Descendants of Trooper Potts, who died on November 2, 1943, unveiled the plaque at Reading Crematorium to tell the story of the town’s hero.
Frederick William Owen Potts won the Victoria Cross for his bravery rescuing a wounded comrade during one of the Great War’s largest battles.
He dragged injured soldier Arthur Andrews, also from Reading, to safety during the Battle of Gallipoli, in August 1915.
'The Hero with a Shovel' rescued his comrade from certain death on the battlefield at Scimitar Hill.
Trooper Potts pulled him across no man's land on a shovel for two days as they slowly crept towards safety.
Richard Bennett, chairman of the Trooper Potts VC Trust, unveiled the plaque with Anne Ames, the solider’s granddaughter.
“A bronze plaque to Trooper Potts VC was erected at the crematorium at the time of Fred’s death. However, now installed within the building, it is of necessity somewhat inaccessible,” he said.

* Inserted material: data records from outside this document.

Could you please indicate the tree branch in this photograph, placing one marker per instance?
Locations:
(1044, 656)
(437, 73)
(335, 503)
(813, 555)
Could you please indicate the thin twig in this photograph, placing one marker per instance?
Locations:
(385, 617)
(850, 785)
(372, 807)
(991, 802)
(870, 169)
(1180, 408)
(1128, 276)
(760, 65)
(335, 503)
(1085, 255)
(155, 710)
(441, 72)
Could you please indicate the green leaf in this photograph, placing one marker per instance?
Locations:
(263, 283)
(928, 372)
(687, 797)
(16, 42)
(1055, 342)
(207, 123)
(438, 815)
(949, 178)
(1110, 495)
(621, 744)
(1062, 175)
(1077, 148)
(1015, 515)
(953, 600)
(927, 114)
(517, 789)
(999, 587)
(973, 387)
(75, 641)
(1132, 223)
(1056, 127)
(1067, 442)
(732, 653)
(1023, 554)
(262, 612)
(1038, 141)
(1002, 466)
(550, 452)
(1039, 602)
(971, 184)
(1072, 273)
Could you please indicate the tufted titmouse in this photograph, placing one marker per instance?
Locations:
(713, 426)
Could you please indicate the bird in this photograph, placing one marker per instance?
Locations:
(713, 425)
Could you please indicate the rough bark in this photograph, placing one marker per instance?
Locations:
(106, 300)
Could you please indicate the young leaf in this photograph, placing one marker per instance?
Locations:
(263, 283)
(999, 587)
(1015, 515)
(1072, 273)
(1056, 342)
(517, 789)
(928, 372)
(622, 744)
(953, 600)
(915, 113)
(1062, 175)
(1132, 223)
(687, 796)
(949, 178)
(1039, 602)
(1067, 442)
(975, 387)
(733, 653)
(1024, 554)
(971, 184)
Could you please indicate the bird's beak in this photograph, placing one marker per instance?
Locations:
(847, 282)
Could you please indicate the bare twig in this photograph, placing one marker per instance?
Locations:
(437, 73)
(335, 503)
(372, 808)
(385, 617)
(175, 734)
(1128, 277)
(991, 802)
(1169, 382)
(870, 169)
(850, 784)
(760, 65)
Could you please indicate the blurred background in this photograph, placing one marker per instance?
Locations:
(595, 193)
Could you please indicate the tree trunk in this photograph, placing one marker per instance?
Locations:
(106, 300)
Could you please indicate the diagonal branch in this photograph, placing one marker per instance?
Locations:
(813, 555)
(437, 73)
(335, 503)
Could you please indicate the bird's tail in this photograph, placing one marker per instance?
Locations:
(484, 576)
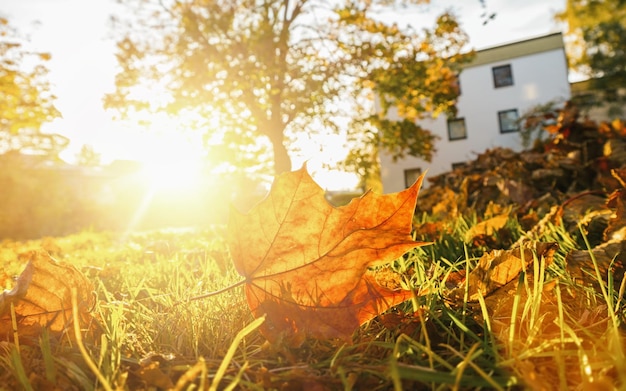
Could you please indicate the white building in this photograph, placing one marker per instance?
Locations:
(499, 86)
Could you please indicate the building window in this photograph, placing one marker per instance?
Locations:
(456, 129)
(411, 175)
(509, 121)
(502, 76)
(458, 165)
(610, 95)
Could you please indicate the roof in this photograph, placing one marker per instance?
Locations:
(518, 49)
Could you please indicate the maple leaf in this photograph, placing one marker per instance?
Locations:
(306, 262)
(42, 297)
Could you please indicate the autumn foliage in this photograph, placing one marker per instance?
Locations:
(306, 262)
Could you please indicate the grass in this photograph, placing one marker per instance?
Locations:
(544, 330)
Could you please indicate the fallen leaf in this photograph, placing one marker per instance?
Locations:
(305, 261)
(497, 268)
(486, 228)
(42, 297)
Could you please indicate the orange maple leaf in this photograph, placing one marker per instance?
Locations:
(42, 297)
(305, 261)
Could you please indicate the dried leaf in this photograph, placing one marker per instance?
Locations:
(488, 227)
(305, 261)
(499, 267)
(42, 297)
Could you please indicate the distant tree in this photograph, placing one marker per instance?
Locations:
(88, 157)
(279, 68)
(596, 30)
(26, 101)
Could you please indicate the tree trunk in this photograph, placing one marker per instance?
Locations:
(282, 161)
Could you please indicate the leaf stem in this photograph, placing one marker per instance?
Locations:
(214, 293)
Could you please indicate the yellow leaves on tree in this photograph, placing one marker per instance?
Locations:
(42, 297)
(306, 262)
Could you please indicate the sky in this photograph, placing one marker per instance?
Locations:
(78, 35)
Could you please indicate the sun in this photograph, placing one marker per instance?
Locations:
(173, 163)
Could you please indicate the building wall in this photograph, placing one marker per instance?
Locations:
(539, 71)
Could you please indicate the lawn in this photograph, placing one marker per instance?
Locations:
(552, 327)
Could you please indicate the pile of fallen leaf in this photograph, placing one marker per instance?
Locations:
(315, 272)
(581, 158)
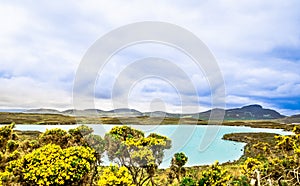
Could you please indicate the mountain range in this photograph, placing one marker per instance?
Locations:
(250, 112)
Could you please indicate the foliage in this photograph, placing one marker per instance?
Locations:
(114, 175)
(187, 181)
(52, 165)
(139, 154)
(176, 168)
(215, 176)
(279, 165)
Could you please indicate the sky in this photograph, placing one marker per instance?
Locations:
(256, 45)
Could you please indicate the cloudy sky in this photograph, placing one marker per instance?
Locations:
(256, 44)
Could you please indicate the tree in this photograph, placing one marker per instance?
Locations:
(141, 155)
(279, 165)
(176, 168)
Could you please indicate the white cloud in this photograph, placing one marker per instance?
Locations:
(42, 44)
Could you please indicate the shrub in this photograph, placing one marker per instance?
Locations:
(52, 165)
(114, 175)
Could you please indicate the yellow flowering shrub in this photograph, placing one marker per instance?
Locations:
(52, 165)
(215, 176)
(114, 175)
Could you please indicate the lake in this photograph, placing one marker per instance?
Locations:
(202, 144)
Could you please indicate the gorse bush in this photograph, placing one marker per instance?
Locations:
(176, 169)
(59, 157)
(115, 176)
(215, 176)
(279, 165)
(52, 165)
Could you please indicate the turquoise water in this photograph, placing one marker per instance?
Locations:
(202, 144)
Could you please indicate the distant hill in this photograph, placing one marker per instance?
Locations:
(291, 119)
(42, 111)
(250, 112)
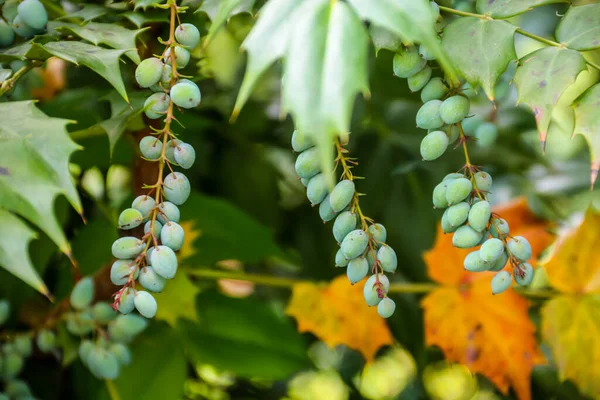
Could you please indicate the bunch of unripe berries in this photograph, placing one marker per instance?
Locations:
(468, 214)
(362, 243)
(26, 19)
(151, 260)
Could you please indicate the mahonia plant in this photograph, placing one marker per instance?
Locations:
(463, 195)
(151, 260)
(362, 241)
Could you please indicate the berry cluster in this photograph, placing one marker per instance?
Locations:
(13, 353)
(105, 350)
(151, 259)
(26, 19)
(362, 242)
(464, 195)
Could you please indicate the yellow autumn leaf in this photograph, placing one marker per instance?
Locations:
(337, 314)
(571, 321)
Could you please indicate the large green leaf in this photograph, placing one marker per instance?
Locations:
(480, 50)
(509, 8)
(243, 336)
(266, 43)
(587, 124)
(14, 255)
(222, 228)
(542, 78)
(580, 28)
(105, 62)
(220, 10)
(412, 20)
(325, 67)
(111, 35)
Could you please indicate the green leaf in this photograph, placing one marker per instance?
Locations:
(580, 28)
(542, 78)
(222, 228)
(105, 62)
(480, 50)
(510, 8)
(111, 35)
(266, 43)
(219, 11)
(587, 124)
(88, 13)
(14, 255)
(243, 336)
(412, 20)
(325, 67)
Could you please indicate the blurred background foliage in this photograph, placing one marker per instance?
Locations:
(230, 339)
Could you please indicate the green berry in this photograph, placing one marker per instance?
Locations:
(454, 109)
(479, 215)
(301, 142)
(341, 195)
(357, 269)
(520, 248)
(433, 90)
(354, 244)
(185, 95)
(387, 258)
(466, 237)
(474, 263)
(168, 212)
(343, 225)
(523, 274)
(46, 341)
(187, 35)
(172, 235)
(151, 281)
(145, 304)
(83, 293)
(149, 72)
(150, 147)
(420, 79)
(458, 213)
(378, 232)
(428, 116)
(407, 62)
(317, 189)
(491, 250)
(185, 155)
(458, 190)
(386, 307)
(501, 282)
(127, 247)
(434, 145)
(164, 262)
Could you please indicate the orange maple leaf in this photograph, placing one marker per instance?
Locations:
(571, 321)
(490, 334)
(337, 314)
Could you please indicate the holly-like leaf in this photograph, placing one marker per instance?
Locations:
(412, 20)
(580, 28)
(14, 250)
(587, 124)
(266, 43)
(105, 62)
(492, 335)
(111, 35)
(510, 8)
(571, 322)
(542, 78)
(243, 336)
(219, 11)
(337, 314)
(480, 50)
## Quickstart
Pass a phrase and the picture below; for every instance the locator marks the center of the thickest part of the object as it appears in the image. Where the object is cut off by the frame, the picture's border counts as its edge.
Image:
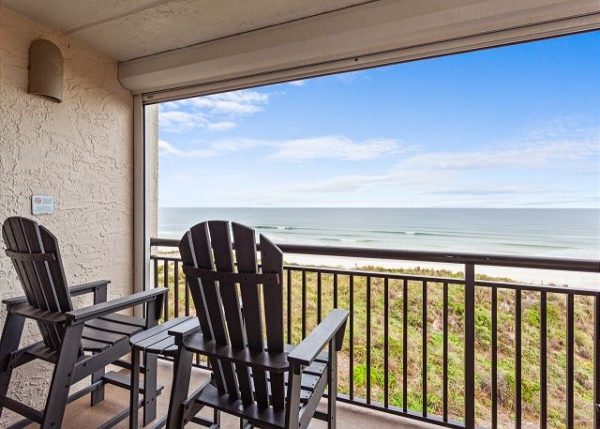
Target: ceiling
(127, 29)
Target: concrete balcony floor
(80, 415)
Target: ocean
(558, 233)
(563, 233)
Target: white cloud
(240, 102)
(166, 148)
(513, 155)
(216, 112)
(296, 150)
(223, 125)
(332, 147)
(179, 121)
(433, 172)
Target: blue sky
(516, 126)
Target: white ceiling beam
(371, 34)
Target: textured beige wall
(80, 151)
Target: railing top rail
(582, 265)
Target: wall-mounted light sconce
(46, 70)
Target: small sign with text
(42, 204)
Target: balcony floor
(79, 413)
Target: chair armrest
(185, 329)
(84, 288)
(73, 291)
(333, 325)
(84, 314)
(25, 310)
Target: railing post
(469, 346)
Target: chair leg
(11, 337)
(61, 378)
(97, 395)
(182, 370)
(332, 385)
(134, 391)
(150, 387)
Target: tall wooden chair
(251, 366)
(79, 342)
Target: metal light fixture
(46, 70)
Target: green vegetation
(530, 390)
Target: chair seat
(310, 381)
(157, 339)
(102, 333)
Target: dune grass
(530, 314)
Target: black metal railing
(454, 348)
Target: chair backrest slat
(220, 238)
(203, 258)
(42, 278)
(245, 253)
(234, 322)
(272, 262)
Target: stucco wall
(80, 151)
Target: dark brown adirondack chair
(249, 374)
(79, 342)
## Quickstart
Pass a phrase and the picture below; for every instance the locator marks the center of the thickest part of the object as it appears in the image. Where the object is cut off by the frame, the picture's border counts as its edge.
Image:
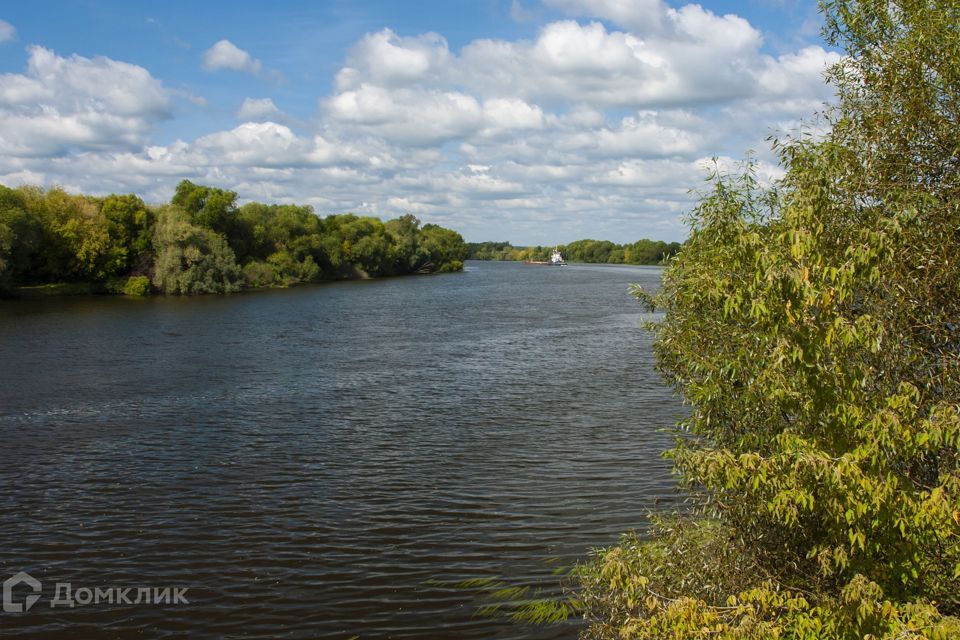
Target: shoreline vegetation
(641, 252)
(813, 327)
(56, 243)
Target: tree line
(203, 242)
(814, 330)
(592, 251)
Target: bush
(137, 286)
(812, 328)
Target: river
(324, 461)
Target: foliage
(137, 286)
(590, 251)
(202, 241)
(812, 327)
(192, 259)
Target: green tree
(192, 259)
(445, 248)
(813, 330)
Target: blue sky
(535, 121)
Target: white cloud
(76, 102)
(259, 109)
(7, 31)
(597, 126)
(226, 55)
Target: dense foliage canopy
(203, 242)
(814, 329)
(593, 251)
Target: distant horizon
(593, 118)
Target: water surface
(312, 462)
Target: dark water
(310, 462)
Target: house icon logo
(9, 606)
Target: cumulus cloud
(7, 31)
(226, 55)
(76, 102)
(259, 109)
(596, 126)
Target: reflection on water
(318, 462)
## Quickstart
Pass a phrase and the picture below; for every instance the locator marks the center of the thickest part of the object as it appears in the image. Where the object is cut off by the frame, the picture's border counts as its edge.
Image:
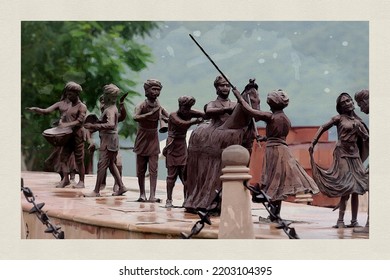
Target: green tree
(90, 53)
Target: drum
(91, 118)
(57, 136)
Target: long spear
(233, 87)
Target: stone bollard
(236, 214)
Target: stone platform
(109, 217)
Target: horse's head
(251, 94)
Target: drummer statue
(73, 118)
(57, 137)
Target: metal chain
(42, 216)
(258, 196)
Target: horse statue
(206, 143)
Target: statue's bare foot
(361, 230)
(142, 198)
(168, 203)
(63, 184)
(80, 185)
(154, 199)
(339, 225)
(353, 224)
(91, 194)
(120, 191)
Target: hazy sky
(312, 61)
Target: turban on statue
(361, 95)
(187, 101)
(151, 83)
(278, 99)
(219, 80)
(251, 85)
(111, 90)
(72, 86)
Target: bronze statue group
(221, 123)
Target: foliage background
(314, 61)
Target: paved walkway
(153, 220)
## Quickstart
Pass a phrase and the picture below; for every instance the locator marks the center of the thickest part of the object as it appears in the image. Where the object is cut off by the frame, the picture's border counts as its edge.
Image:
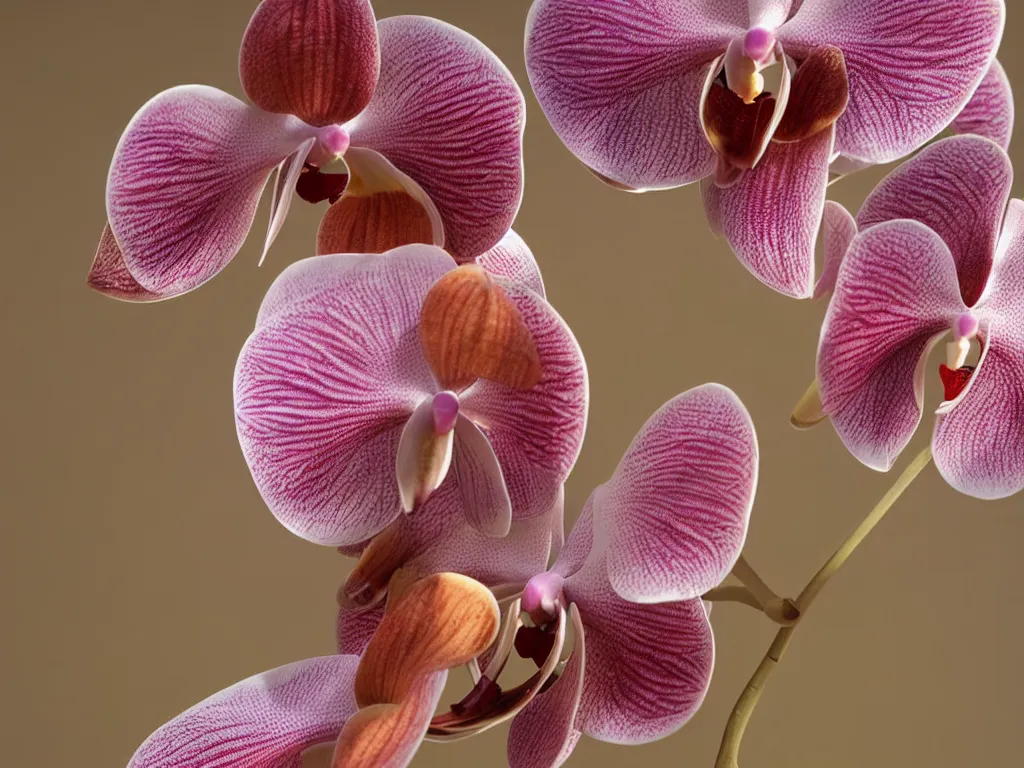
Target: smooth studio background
(140, 570)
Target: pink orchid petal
(324, 388)
(536, 433)
(675, 512)
(263, 722)
(990, 111)
(448, 113)
(110, 276)
(484, 497)
(648, 666)
(284, 188)
(979, 444)
(958, 187)
(896, 295)
(317, 59)
(423, 458)
(771, 216)
(621, 82)
(382, 209)
(838, 228)
(544, 734)
(512, 259)
(912, 65)
(185, 180)
(355, 627)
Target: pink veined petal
(648, 666)
(323, 389)
(621, 82)
(838, 229)
(284, 188)
(512, 259)
(536, 433)
(485, 500)
(771, 216)
(263, 722)
(896, 295)
(675, 512)
(110, 276)
(185, 180)
(958, 187)
(979, 444)
(448, 113)
(544, 734)
(317, 59)
(990, 111)
(912, 65)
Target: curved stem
(728, 756)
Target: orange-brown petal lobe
(441, 622)
(818, 97)
(735, 129)
(470, 329)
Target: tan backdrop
(140, 570)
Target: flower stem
(728, 755)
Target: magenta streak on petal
(185, 180)
(449, 114)
(445, 412)
(912, 65)
(896, 296)
(263, 722)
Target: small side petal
(110, 276)
(990, 111)
(648, 667)
(958, 187)
(771, 216)
(838, 230)
(896, 295)
(621, 83)
(512, 259)
(675, 512)
(544, 734)
(317, 59)
(263, 722)
(324, 388)
(448, 113)
(481, 484)
(912, 65)
(185, 180)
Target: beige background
(140, 570)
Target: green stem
(728, 755)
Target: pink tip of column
(445, 410)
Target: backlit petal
(263, 722)
(648, 666)
(448, 113)
(324, 387)
(544, 734)
(621, 82)
(771, 215)
(675, 512)
(317, 59)
(958, 187)
(185, 180)
(912, 65)
(896, 294)
(990, 111)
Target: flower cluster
(410, 396)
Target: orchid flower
(659, 93)
(372, 710)
(373, 381)
(929, 261)
(413, 127)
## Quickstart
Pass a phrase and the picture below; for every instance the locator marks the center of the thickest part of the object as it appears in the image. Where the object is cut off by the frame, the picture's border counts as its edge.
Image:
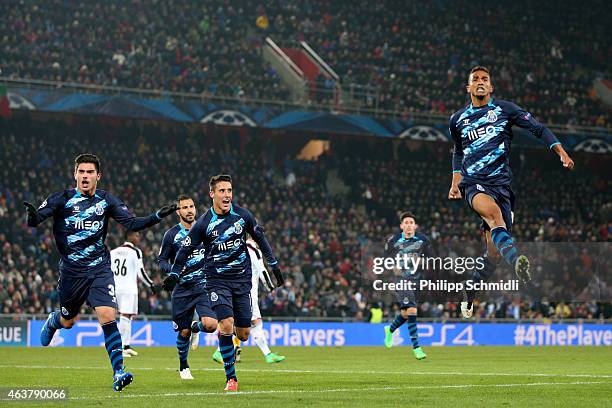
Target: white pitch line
(255, 370)
(339, 390)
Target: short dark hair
(407, 214)
(128, 233)
(87, 158)
(183, 197)
(479, 68)
(218, 178)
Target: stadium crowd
(320, 216)
(392, 55)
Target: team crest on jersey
(491, 116)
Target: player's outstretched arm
(523, 119)
(36, 216)
(454, 193)
(123, 216)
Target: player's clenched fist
(454, 193)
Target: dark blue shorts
(503, 196)
(231, 299)
(184, 306)
(96, 290)
(406, 298)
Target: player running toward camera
(189, 290)
(126, 264)
(222, 230)
(260, 273)
(80, 222)
(412, 243)
(482, 132)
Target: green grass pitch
(326, 376)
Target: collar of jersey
(472, 108)
(215, 215)
(78, 193)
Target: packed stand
(318, 235)
(393, 55)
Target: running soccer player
(411, 243)
(80, 222)
(482, 132)
(222, 230)
(126, 264)
(260, 273)
(189, 292)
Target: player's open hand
(280, 280)
(454, 193)
(166, 210)
(170, 282)
(32, 213)
(567, 161)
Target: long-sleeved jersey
(193, 273)
(415, 246)
(80, 224)
(224, 240)
(482, 138)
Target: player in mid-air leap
(222, 230)
(482, 133)
(80, 222)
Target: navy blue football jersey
(224, 241)
(482, 138)
(80, 224)
(193, 272)
(415, 246)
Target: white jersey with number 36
(127, 266)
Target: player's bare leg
(55, 321)
(492, 258)
(112, 340)
(237, 348)
(410, 314)
(260, 340)
(490, 212)
(226, 347)
(125, 328)
(182, 345)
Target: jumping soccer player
(411, 243)
(222, 230)
(190, 294)
(126, 264)
(482, 132)
(260, 273)
(80, 222)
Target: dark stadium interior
(318, 214)
(392, 55)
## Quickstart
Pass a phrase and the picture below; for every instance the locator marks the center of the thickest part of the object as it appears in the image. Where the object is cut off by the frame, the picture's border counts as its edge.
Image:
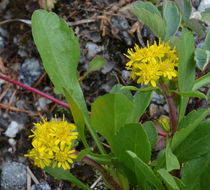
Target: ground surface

“We were therefore delighted to be approached earlier in the year by the crematorium team with the proposal for an information board about Trooper Potts VC in the waiting room of the South Chapel and that AB Walker and Son had offered to cover the cost.
“We have worked with the family, the crematorium team, Julian Walker and designer Anne-Marie Carroll, on a design.
“That it is being unveiled on the 73rd anniversary, to the day, of Fred’s death, is particularly poignant for the family.”
Earlier this year a statute of the hero was unveiled outside Forbury Gardens beside a Yeonmanry roll of honour.
Both troopers Potts and Andrews survived the war. Andrews lived to 89 dying in 1980.